Le dossier sera alors transmis au Conseil de l'UE, où les États devront prendre position au plus tard lundi 19 décembre dans le cadre de la procédure du règlement 'conditionnalité État de droit' et, d'ici à fin décembre, pour le plan de relance hongrois.

Élément d'importance, toute décision liée au règlement 'conditionnalité État de droit' doit être prise à la majorité qualifiée des pays de l'UE. Cette règle du jeu écarte toute possibilité de veto d'un État membre. Si la Pologne a déjà annoncé qu'elle soutiendrait la Hongrie, les États qui défendront Budapest vont devoir expliquer pourquoi ils tiennent plus à la souveraineté d'un État qui conspue une nébuleuse bruxelloise abandonnée à l'idéologie marxiste qu'à la façon dont les impôts de leurs contribuables sont dépensés ailleurs dans l'UE. C'est le moment de démontrer que piétiner les valeurs fondamentales de l'UE ne peut rester sans conséquence lorsqu'existent des instruments contraignants pour les faire respecter.

Les trois pays du Benelux sont sur cette ligne. Dans leur déclaration commune adoptée mardi, ils disent soutenir pleinement la Commission dans ses rôles de gardienne des traités et d'administratrice du budget de l'UE. « Le mécanisme de conditionnalité est un outil essentiel pour protéger le budget de l'UE et les intérêts financiers de l'Union contre les violations des principes de l'État de droit. Nous attendons de la Commission qu'elle évalue en profondeur et surveille de près la situation et les effets sur la protection des intérêts financiers de l'UE », ont-ils appuyé.
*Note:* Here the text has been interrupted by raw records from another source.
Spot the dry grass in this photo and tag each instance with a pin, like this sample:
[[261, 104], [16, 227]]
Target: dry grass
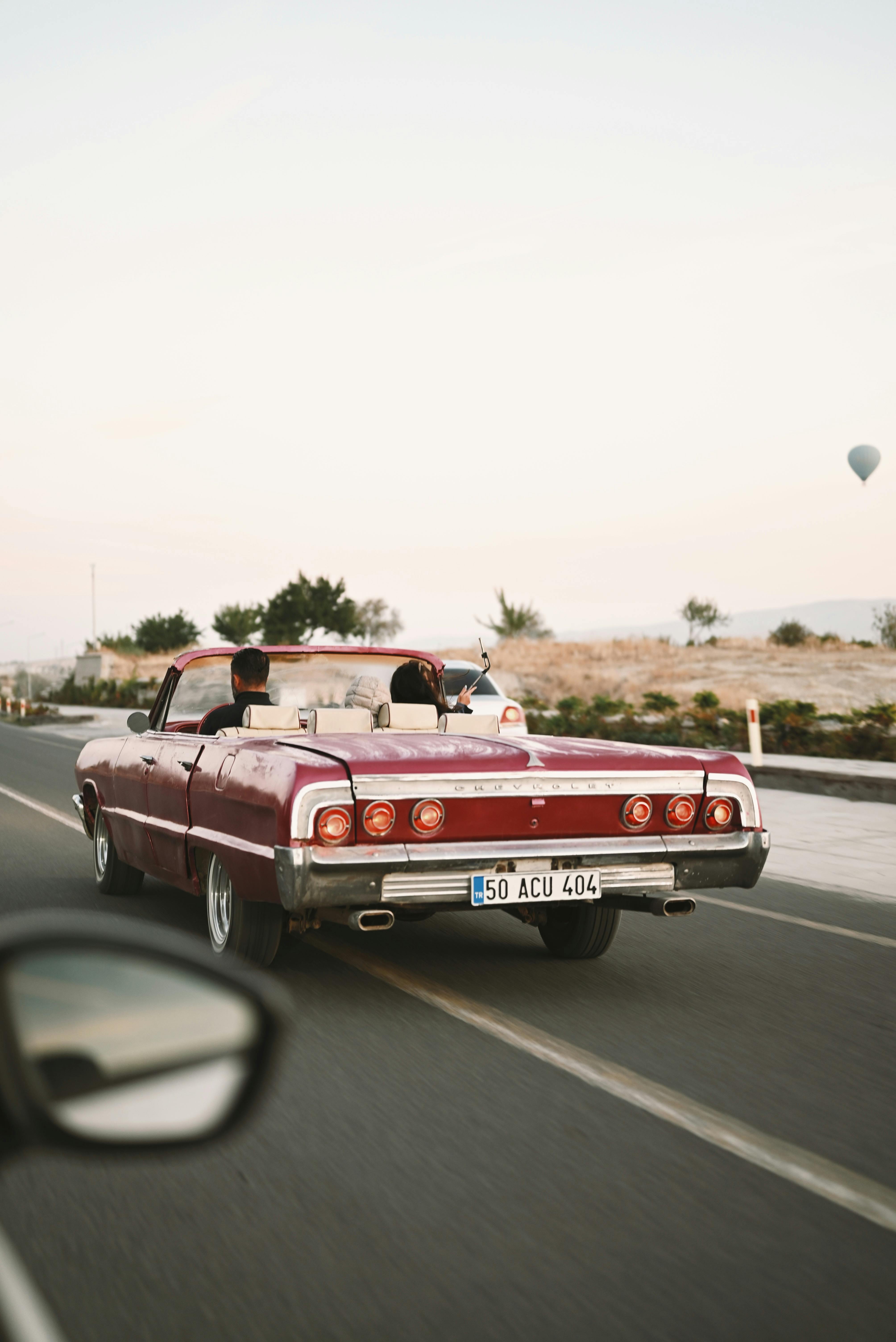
[[836, 677]]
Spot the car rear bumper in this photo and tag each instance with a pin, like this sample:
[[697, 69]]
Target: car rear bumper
[[410, 876]]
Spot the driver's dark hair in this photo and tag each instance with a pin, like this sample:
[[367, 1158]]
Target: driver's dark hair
[[251, 666], [416, 682]]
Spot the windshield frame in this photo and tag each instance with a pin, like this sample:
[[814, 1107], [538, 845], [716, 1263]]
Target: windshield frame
[[162, 708]]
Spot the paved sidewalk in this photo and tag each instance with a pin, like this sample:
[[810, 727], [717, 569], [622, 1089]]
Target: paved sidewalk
[[831, 843]]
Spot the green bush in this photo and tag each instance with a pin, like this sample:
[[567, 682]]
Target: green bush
[[791, 634], [166, 633]]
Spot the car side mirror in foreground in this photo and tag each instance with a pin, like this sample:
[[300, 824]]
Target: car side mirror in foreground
[[119, 1034]]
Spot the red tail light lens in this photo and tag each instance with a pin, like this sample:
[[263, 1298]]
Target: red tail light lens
[[427, 816], [636, 812], [681, 812], [379, 818], [720, 814], [334, 824]]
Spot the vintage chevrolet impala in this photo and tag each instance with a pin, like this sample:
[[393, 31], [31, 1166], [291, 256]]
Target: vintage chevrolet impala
[[310, 812]]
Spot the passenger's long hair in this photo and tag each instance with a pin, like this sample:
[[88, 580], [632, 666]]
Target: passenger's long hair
[[416, 682]]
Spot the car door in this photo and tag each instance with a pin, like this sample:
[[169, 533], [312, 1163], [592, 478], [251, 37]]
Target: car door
[[167, 802], [128, 816]]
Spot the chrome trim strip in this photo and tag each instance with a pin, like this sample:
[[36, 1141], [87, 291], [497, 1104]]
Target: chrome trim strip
[[454, 853], [567, 784], [736, 842], [742, 790], [78, 802]]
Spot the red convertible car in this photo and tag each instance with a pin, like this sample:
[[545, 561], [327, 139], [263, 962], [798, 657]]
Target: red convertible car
[[312, 812]]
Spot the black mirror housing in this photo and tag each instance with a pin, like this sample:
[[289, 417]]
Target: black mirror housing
[[120, 1035]]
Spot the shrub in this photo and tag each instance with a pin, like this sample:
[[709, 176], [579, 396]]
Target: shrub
[[238, 623], [297, 611], [702, 615], [886, 625], [791, 634], [517, 622], [166, 633], [658, 702]]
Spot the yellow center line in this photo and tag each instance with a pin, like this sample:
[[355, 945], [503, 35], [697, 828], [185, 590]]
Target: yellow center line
[[863, 1196], [800, 923]]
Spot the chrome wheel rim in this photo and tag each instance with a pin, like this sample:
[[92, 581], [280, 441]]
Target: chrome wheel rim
[[101, 846], [219, 905]]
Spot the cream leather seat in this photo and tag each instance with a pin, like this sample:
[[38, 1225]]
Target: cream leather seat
[[340, 720], [266, 720], [408, 717], [469, 724]]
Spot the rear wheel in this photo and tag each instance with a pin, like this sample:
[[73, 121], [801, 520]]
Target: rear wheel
[[113, 876], [580, 931], [249, 928]]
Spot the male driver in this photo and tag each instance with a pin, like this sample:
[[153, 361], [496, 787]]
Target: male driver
[[249, 677]]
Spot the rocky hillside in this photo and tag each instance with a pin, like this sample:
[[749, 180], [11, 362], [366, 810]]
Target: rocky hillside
[[834, 676]]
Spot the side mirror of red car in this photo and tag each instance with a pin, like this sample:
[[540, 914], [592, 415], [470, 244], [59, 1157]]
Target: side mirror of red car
[[113, 1034]]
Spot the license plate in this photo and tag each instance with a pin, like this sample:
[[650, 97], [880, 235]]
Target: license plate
[[524, 888]]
Toutefois, une stratégie maximaliste n'est pas sans risque pour les institutions de l'UE. Si la sévérité à l'égard de la Hongrie est excessive, le gouvernement 'Orbán' accentuera son langage victimaire vis-à-vis de 'Bruxelles' et pourrait faire monter les enchères en bloquant d'autres dossiers qui nécessitent impérativement son aval. Tel est le cas de la proposition de directive transposant dans l'UE l'accord 'OCDE' sur la taxation minimale des multinationales, que Budapest bloque tant que son plan de relance n'est pas approuvé par l'échelon européen. La Hongrie refuse aussi de participer à l'assistance macrofinancière de 18 milliards d'euros à l'Ukraine pour 2023 via un emprunt européen garanti par le budget de l'UE. Une posture politique pour ce pays qui préfère octroyer des prêts bilatéraux à l'Ukraine alors qu'il emprunte à dix ans à un taux d'intérêt supérieur à 8%.

Dans cette séquence politique périlleuse, le Conseil 'Écofin' de mardi 6 décembre semblait le point de convergence de l'ensemble de ces dossiers. S’il manque de temps pour procéder à sa propre analyse, le Conseil pourrait reporter ses décisions lors d'une réunion ultérieure des ministres européens des Finances, la date de lundi 12 décembre étant évoquée. Entre-temps, afin d'emporter la mise, les autorités hongroises pourraient faire valoir aux États membres les mesures prises après le 19 novembre pour se conformer aux demandes de la Commission. M. Orbán a écrit au Premier ministre tchèque, Petr Fiala, pour plaider sa cause.

Enfin, en cas de blocage persistant, le Premier ministre hongrois est habilité à demander que ce dossier figure à l'agenda du Conseil européen de jeudi 15 et vendredi 16 décembre, comme l'y autorise le règlement 'conditionnalité État de droit'. Soit trois jours avant la date butoir du 19 décembre.